[Python] Public API to consume objects supporting the PyCapsule Arrow C Data Interface #38010
Description
#37797 is adding official dunder methods to expose the Arrow C Data/Stream Interface in Python using PyCapsules (#34031 / #35531).
In addition to official dunders to expose this to other libraries, we also need public APIs in pyarrow to import / consume such PyCapsules (or rather the objects implementing the dunders to give you the PyCapsule).

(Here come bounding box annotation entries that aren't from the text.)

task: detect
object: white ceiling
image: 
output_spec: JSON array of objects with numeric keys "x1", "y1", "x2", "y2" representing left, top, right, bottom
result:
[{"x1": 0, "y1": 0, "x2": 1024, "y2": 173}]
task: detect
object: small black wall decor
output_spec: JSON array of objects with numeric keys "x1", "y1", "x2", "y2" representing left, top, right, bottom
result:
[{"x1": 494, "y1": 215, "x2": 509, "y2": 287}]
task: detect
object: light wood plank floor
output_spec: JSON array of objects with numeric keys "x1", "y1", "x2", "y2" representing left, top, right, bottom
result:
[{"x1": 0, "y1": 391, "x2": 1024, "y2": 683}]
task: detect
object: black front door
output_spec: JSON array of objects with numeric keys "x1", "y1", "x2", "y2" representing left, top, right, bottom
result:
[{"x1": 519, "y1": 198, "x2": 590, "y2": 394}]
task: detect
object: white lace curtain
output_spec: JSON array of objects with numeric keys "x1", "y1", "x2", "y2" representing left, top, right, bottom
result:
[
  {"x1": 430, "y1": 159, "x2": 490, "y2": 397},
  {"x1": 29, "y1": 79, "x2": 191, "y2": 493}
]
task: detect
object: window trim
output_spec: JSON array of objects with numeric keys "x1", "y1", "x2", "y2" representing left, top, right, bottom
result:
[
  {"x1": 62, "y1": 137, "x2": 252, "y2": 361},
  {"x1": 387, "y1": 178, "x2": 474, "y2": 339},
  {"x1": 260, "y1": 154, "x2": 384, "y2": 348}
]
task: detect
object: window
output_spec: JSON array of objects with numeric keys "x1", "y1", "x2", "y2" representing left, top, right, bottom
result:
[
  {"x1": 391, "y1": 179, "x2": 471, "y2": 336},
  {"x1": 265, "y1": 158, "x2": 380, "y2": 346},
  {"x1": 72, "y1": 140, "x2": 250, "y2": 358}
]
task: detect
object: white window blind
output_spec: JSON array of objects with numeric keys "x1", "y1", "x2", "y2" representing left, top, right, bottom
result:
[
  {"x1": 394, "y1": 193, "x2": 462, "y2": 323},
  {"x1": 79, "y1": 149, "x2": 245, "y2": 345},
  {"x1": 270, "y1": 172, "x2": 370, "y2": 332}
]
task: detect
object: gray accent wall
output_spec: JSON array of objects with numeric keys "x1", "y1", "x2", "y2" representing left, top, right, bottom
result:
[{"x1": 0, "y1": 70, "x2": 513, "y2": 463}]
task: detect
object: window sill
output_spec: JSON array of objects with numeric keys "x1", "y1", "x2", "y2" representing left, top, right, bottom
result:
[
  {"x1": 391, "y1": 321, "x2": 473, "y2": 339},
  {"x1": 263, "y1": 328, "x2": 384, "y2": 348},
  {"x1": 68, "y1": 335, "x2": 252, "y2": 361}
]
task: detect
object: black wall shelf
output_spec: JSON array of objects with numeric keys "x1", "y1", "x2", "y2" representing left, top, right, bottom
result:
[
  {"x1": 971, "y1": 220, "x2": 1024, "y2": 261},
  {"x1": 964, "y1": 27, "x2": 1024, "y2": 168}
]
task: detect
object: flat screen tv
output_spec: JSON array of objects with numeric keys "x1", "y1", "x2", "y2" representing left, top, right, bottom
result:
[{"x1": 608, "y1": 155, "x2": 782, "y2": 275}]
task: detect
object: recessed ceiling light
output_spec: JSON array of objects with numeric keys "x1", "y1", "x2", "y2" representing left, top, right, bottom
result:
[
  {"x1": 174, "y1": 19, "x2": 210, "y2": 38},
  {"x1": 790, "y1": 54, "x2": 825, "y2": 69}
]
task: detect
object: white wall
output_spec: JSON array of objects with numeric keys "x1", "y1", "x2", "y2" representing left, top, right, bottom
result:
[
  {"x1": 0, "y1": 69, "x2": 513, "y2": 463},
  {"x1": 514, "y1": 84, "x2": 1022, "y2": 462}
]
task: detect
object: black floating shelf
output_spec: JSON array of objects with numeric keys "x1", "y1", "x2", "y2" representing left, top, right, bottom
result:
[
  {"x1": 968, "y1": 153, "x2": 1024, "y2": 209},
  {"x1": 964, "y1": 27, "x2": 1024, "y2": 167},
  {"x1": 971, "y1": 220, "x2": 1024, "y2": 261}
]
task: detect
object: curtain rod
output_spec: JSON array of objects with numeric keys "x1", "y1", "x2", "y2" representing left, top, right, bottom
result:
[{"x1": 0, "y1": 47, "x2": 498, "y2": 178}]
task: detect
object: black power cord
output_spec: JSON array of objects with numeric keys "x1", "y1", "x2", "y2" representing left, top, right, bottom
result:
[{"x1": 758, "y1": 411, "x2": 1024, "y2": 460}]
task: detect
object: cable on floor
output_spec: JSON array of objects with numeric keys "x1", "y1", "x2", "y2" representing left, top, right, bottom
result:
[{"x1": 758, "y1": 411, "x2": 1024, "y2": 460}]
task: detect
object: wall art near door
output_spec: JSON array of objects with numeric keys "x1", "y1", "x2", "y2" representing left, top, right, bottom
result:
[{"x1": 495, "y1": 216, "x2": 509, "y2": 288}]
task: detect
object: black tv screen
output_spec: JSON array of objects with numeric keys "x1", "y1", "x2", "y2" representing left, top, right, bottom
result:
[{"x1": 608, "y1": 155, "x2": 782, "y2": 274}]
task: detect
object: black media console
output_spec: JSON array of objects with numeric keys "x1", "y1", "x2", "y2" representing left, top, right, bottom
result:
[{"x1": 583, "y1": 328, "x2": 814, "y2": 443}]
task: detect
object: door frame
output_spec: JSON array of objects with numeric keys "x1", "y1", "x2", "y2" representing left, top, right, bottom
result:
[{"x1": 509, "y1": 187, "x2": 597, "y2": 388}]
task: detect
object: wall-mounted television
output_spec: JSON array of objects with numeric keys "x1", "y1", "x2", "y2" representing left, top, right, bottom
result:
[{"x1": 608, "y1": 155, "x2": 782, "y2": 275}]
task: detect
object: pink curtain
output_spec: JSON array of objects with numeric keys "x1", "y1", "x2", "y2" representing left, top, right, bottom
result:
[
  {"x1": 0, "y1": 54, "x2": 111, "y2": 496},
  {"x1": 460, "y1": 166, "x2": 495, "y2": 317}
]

#37797 already added this to the pa.array(..)
, pa.record_batch(..)
and pa.schema(..)
constructors, such that you can for example create a pyarrow array with pa.array(obj)
given any object obj
that supports the interface by defining __arrow_c_array__
.
But that's not fully complete: we certainly need a way to construct a RecordBatchReader
as well, where we don't have such a factory function available. For this, we could add a from_
function (similar to the existing from_batches
) like RecordBatchReader.from_stream
?
- [Python] RecordBatchReader constructor from stream object implementing the PyCapsule Protocol #39217
(in addition there is also the Table, Field and DataType constructors, both those all have factory functions that could support this, similar to pa.array(..)
et al)
Secondly, I am also wondering if we want to provide APIs that accept PyCapsules directly, instead of an object that implements the dunders. For example, if you are a library that has data in Arrow compatible memory, and you want to convert this to pyarrow through the C Data Interface, you might want to use a PyCapsule directly if your library doesn't expose a Python class that represents that data (to avoid that you need to create a small wrapper class just with the dunder to pass to the pyarrow constructor, although this is of course not difficult).